The eared nightjars are a small group of nocturnal birds in the nightjar family, although the taxonomy is uncertain. There are seven species, mainly found in forest and scrub from China to Australia. 5 species are placed in the genus, Eurostopodus, the other two species in Lyncornis. They are long winged birds with plumage patterned with grey and brown to camouflage them when resting on the ground. They feed on insects caught in flight. A single white egg is laid directly on the ground and incubated by both adults. The chicks can walk soon after hatching.

Taxonomy
The order Caprimulgiformes contains several families of nocturnal insectivores, these are the frogmouths, the potoos, the oilbird and the nightjars. The latter family is normally split into two subfamilies, the American nighthawks, Chordelinae, and the typical nightjars Caprimulginae. The eared nightjars are sometimes considered a subfamily Eurostopodinae of the Caprimulgidae but some studies have them as a sister group, while others treat them as a clade within the caprimulgids; others consider that the genus Eurostopodus may not be monophyletic.

The eared nightjars consist of seven extant species in two genera, Eurostopodus and Lyncornis:

Description
The eared nightjars are large compared to many nightjars, but otherwise are similar in structure. They are long-winged and long-tailed, and are light for the wing area, making them powerful and agile in flight. An important difference from typical nightjars is the lack of bristles around the beak. They are nocturnal and have a reflective tapetum lucidum at the back of the eye. The beaks are small, but these birds have a very large gape for catching insects in flight. The feet and legs are small and weak, and the toes are partly webbed. The middle toe's claw has a comb-like pecten on its inner edge, which may be used for plumage care.

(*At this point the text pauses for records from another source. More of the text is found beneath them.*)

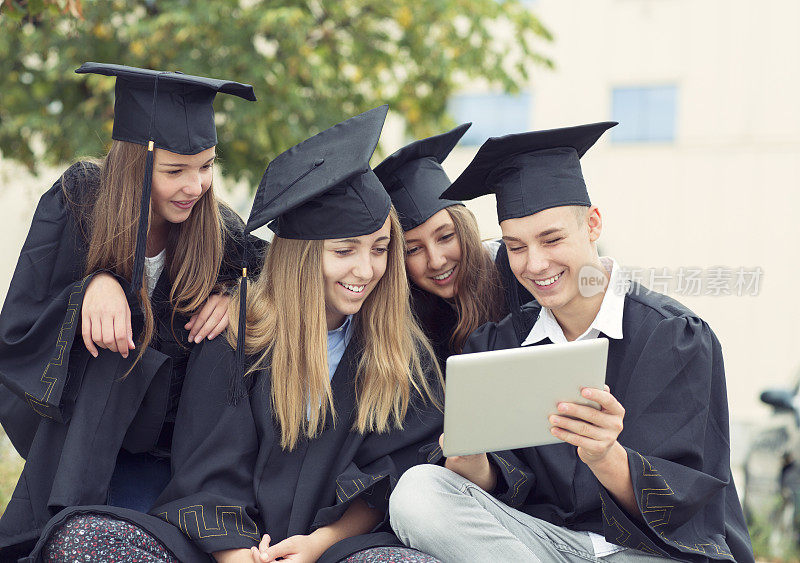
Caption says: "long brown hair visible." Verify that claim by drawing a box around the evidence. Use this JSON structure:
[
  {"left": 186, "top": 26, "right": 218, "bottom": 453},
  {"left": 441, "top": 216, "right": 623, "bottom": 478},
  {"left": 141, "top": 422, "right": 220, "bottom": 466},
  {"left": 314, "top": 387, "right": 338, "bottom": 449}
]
[
  {"left": 85, "top": 140, "right": 225, "bottom": 370},
  {"left": 228, "top": 209, "right": 443, "bottom": 451},
  {"left": 445, "top": 205, "right": 505, "bottom": 354}
]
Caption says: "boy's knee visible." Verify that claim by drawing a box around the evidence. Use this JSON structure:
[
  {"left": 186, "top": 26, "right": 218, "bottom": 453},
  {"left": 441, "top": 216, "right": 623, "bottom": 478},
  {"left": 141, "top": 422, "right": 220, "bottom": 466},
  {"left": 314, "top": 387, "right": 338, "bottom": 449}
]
[{"left": 389, "top": 464, "right": 456, "bottom": 539}]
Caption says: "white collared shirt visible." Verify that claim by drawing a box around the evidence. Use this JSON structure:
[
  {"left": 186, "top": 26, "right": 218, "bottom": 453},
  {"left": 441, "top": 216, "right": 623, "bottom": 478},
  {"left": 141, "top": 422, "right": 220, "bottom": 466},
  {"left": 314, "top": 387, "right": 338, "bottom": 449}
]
[{"left": 522, "top": 256, "right": 630, "bottom": 557}]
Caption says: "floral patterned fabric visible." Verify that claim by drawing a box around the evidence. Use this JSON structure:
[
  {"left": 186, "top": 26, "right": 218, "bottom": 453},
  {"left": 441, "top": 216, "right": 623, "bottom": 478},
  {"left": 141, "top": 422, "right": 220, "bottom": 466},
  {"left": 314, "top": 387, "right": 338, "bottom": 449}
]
[{"left": 43, "top": 514, "right": 180, "bottom": 563}]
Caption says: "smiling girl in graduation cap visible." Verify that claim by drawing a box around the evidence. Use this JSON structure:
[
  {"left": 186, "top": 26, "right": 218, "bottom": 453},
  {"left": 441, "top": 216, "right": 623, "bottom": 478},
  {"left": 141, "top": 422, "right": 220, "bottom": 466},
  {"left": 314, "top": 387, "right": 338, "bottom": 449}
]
[
  {"left": 0, "top": 63, "right": 255, "bottom": 560},
  {"left": 375, "top": 123, "right": 533, "bottom": 369},
  {"left": 26, "top": 106, "right": 443, "bottom": 563}
]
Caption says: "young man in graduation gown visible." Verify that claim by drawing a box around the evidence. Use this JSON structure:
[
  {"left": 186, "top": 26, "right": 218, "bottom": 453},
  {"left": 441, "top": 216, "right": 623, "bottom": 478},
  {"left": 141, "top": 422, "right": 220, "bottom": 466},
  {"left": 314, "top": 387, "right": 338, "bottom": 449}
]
[{"left": 390, "top": 123, "right": 753, "bottom": 563}]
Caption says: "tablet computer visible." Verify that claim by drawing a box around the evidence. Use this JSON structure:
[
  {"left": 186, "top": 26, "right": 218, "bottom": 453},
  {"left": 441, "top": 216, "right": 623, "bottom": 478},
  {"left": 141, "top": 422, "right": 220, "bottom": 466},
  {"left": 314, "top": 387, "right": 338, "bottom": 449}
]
[{"left": 442, "top": 338, "right": 608, "bottom": 457}]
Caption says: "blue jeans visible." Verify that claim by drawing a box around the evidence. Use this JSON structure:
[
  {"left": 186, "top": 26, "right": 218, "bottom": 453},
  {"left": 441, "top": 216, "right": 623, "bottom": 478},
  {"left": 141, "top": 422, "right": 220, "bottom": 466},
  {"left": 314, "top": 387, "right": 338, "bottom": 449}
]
[
  {"left": 108, "top": 450, "right": 170, "bottom": 512},
  {"left": 389, "top": 465, "right": 666, "bottom": 563}
]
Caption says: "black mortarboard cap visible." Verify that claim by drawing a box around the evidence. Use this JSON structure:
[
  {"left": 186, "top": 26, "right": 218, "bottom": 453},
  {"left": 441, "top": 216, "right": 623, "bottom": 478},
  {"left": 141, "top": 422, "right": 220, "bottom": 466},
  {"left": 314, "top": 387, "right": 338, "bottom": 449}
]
[
  {"left": 75, "top": 62, "right": 256, "bottom": 295},
  {"left": 442, "top": 121, "right": 617, "bottom": 222},
  {"left": 232, "top": 105, "right": 392, "bottom": 388},
  {"left": 75, "top": 63, "right": 256, "bottom": 154},
  {"left": 375, "top": 123, "right": 472, "bottom": 231},
  {"left": 246, "top": 105, "right": 391, "bottom": 240}
]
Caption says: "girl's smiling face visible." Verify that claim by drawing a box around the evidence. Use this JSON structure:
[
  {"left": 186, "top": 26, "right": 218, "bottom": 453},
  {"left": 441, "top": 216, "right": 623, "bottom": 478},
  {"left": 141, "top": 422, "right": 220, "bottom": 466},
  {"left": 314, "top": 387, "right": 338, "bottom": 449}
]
[
  {"left": 322, "top": 217, "right": 391, "bottom": 330},
  {"left": 150, "top": 147, "right": 216, "bottom": 223},
  {"left": 405, "top": 209, "right": 461, "bottom": 299}
]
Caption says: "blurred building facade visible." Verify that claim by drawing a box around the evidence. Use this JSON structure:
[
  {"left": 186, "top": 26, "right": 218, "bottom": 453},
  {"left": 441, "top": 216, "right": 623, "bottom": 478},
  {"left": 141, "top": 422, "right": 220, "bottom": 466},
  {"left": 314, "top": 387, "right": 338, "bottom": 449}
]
[
  {"left": 424, "top": 0, "right": 800, "bottom": 422},
  {"left": 0, "top": 0, "right": 800, "bottom": 426}
]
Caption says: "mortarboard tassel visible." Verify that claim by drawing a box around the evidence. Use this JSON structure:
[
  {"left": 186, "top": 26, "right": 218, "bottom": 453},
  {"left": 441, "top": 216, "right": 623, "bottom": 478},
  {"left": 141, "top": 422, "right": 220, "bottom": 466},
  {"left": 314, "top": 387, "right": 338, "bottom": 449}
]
[
  {"left": 131, "top": 75, "right": 158, "bottom": 296},
  {"left": 131, "top": 141, "right": 153, "bottom": 295},
  {"left": 231, "top": 237, "right": 247, "bottom": 404}
]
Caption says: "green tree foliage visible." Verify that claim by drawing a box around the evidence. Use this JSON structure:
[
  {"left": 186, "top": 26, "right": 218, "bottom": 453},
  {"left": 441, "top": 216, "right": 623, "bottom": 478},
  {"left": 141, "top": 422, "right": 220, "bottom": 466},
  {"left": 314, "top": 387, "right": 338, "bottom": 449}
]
[{"left": 0, "top": 0, "right": 552, "bottom": 183}]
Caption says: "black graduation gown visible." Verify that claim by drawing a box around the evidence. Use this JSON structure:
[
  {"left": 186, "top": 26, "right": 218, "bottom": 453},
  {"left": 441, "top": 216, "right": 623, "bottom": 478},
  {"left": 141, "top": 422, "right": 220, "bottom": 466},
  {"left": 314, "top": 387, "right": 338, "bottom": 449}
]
[
  {"left": 431, "top": 283, "right": 753, "bottom": 563},
  {"left": 411, "top": 241, "right": 533, "bottom": 372},
  {"left": 0, "top": 163, "right": 259, "bottom": 560},
  {"left": 59, "top": 335, "right": 442, "bottom": 562}
]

The plumage is cryptically patterned with browns and greys, to make these ground-nesting birds difficult to see when resting during the day. Some species have white patches in the wings, and the two in the genus Lyncornis (Great and Malaysian) have "ear tufts" at the rear of the crown. The songs of these birds are three or more repeated notes, sometimes with whistles or bubbling sounds, and are typically given at dawn or dusk.

Distribution and habitat
The eared nightjars are found from China through Southeast Asia to Australia. Tropical populations are mostly sedentary, but the two Australian species (spotted and white-throated nightjars) are partial migrants. These are birds of open woodland or forest clearings and edges.

Behaviour

Breeding
No nest is built, the single white egg is laid directly on to the ground or leaf litter. The female incubates the egg during the day, relying mainly on the excellent camouflage of the plumage to avoid predators. The male takes over incubation during the night, but roosts some distance away when the female is brooding. If necessary, the female will attempt to distract the intruder away from the eggs, or perform a defence display with spread wings, puffed throat and hissing sounds. The eggs hatch in three to four weeks, and the young can walk soon after hatching. The chicks are fed by both parents.

Feeding
All eared nightjars feed almost entirely on insects caught in flight, typically moths and beetles. They hunt at twilight and in the night, and eat their prey on the wing. The flight is buoyant and twisting, and may be interspersed with periods of resting on the ground, a road, or in a tree. These birds drink in flight, gliding low over the water and dipping the beak.